Somados, os 15 países sob ameaça direta, possibilidade de ataque ou alvo de bombardeio representam a população equivalente a cerca de 1 em cada 11 habitantes do planeta. Em outras palavras, centenas de milhões de pessoas convivem, em maior ou menor grau, com a incerteza de uma ofensiva comandada por Washington sob liderança de Trump.
No Oriente Médio, região com menos de 20 países, cinco já sentem o impacto direto da postura beligerante do republicano. Irã, Iraque, Síria, Iêmen e agora Omã se somam a um histórico de decisões que moldam a geopolítica da região mais volátil do mundo. Cada nova ameaça reforça a percepção de que a Casa Branca, sob Trump, privilegia o uso da força em detrimento de negociações longas.
A ofensiva não se limita a guerras declaradas. No Mar do Caribe e no Pacífico, a ordem para atingir supostos barcos de narcotráfico resulta em quase 60 embarcações destruídas e mais de 190 mortos, segundo dados oficiais.
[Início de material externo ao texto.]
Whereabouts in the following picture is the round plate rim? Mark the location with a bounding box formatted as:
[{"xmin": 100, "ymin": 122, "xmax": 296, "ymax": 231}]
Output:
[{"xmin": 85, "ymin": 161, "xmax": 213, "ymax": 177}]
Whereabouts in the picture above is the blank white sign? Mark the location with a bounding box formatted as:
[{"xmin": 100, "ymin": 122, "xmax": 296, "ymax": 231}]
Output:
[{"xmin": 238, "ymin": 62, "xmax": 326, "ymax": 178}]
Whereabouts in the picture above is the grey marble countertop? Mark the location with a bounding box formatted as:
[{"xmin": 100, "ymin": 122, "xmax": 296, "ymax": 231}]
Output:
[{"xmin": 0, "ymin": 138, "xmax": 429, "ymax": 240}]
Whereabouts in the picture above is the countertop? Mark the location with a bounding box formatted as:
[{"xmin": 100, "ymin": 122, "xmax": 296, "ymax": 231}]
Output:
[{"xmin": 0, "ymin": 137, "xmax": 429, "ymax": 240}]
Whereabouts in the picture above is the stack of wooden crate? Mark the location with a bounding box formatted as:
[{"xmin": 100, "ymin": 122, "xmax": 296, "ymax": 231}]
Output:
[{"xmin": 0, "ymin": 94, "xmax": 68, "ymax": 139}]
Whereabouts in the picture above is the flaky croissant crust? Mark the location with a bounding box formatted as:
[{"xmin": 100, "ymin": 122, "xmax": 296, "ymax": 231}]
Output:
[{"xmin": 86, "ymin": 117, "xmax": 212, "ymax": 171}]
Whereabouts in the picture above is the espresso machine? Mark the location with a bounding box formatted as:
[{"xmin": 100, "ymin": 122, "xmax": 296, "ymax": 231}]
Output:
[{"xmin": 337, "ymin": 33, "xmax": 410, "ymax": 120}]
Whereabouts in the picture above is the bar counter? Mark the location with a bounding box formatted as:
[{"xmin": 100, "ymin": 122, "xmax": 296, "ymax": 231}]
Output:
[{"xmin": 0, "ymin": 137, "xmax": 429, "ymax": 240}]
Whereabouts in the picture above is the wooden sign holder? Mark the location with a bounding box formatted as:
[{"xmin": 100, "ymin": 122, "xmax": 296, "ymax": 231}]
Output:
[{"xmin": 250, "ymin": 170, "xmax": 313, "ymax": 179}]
As ações miram o crime organizado, mas alimentam questionamentos sobre transparência, proporcionalidade no uso da força e respeito a normas internacionais.
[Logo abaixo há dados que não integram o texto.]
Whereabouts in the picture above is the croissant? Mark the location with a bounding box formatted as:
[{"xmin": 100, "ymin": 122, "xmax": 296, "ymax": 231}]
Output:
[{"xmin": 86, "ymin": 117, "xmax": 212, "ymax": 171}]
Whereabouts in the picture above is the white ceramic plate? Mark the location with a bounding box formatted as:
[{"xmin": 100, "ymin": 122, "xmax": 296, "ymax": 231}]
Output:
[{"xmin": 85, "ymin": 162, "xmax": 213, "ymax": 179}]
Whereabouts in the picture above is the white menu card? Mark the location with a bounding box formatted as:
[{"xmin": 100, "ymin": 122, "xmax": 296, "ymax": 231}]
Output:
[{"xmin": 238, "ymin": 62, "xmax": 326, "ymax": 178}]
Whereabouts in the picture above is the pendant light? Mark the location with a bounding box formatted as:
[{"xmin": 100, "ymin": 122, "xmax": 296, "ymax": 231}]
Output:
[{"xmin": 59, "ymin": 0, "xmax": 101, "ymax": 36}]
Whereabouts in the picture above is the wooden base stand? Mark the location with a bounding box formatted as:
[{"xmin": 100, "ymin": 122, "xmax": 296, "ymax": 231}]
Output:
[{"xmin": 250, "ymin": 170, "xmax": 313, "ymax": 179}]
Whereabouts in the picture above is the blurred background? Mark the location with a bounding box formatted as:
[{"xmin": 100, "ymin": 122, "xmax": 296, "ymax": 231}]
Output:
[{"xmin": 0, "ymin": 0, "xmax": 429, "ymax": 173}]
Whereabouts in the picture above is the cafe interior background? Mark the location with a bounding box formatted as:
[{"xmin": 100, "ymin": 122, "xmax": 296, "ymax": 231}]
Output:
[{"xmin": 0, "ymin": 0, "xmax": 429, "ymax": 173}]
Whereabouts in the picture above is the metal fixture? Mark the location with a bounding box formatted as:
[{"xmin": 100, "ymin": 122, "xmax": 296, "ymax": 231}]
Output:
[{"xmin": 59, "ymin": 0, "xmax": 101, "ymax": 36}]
Mesmo aliados históricos entram no círculo de pressão. Canadá, México, Panamá, Cuba, Groenlândia e Venezuela são citados em discursos ou entrevistas como possíveis alvos de intervenção militar. Em vários momentos, Trump evita descartar a opção de ataque, mantendo a ambiguidade como instrumento de barganha diplomática e de intimidação.
Teoria do “louco”, mercados em alerta e alianças em teste
Especialistas em política externa descrevem essa postura como aplicação calculada da chamada “teoria do louco”. A lógica, formulada na Guerra Fria, sugere que um líder que parece imprevisível e disposto a ir ao limite força adversários a recuar para evitar uma catástrofe. Trump abraça essa imagem e a transforma em marca de governo.
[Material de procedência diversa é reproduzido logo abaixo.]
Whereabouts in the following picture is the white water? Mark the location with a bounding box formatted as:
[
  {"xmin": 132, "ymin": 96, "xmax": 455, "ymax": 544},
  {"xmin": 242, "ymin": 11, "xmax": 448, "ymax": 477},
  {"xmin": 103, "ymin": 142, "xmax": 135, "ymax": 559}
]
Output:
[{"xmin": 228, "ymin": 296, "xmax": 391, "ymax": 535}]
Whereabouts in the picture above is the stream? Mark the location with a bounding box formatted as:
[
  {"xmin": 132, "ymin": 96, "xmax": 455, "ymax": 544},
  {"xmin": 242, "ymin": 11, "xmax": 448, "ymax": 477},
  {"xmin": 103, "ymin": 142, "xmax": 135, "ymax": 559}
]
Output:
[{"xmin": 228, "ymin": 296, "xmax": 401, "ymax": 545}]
A estratégia, porém, cobra um preço. Cada ameaça direcionada a países-chave para o comércio global, como os que cercam o Estreito de Ormuz ou o Canal do Panamá, provoca reação imediata em mercados de energia, frete marítimo e seguros internacionais. O simples risco de confronto armado na região eleva prêmios de seguro, encarece o transporte de carga e pressiona o preço do barril de petróleo.
Nos bastidores diplomáticos, aliados tradicionais dos Estados Unidos passam a calibrar o grau de confiança na palavra de Washington. Governos de países amigos, como Canadá e nações europeias, veem com inquietação o fato de que cinco dos 15 países citados por Trump como possíveis alvos são, em tese, parceiros estratégicos. A fronteira entre pressão legítima e ameaça aberta se torna mais tênue.
As próprias populações desses países vivem uma rotina de sobressalto. Em territórios já marcados por conflitos, como Síria e Iêmen, novos bombardeios agravam crises humanitárias prolongadas. Em nações que não estão em guerra, como Canadá ou Omã, a menção a uma possível ofensiva norte-americana corrói a sensação de segurança e alimenta discursos nacionalistas.
O que vem depois de Omã
Ao mirar Omã em maio de 2026, Trump sinaliza que mantém o radar voltado para o Golfo e para qualquer país que possa influenciar o fluxo de petróleo pelo Estreito de Ormuz. A região, vitrine da disputa com o Irã, segue como teste permanente para a combinação de bravatas públicas e ações militares que marca sua gestão.
Diplomatas em capitais ocidentais avaliam que a insistência na intimidação pública pode limitar a margem de manobra de futuros governos dos Estados Unidos, pressionados a comprovar força ou a reverter promessas herdadas. A lista de 15 países ameaçados ou atacados se torna, assim, não apenas um retrato da era Trump, mas um desafio para a próxima geração de formuladores de política externa em Washington. A questão que resta é até quando o mundo aceitará conviver com uma doutrina que transforma a imprevisibilidade em método de governo.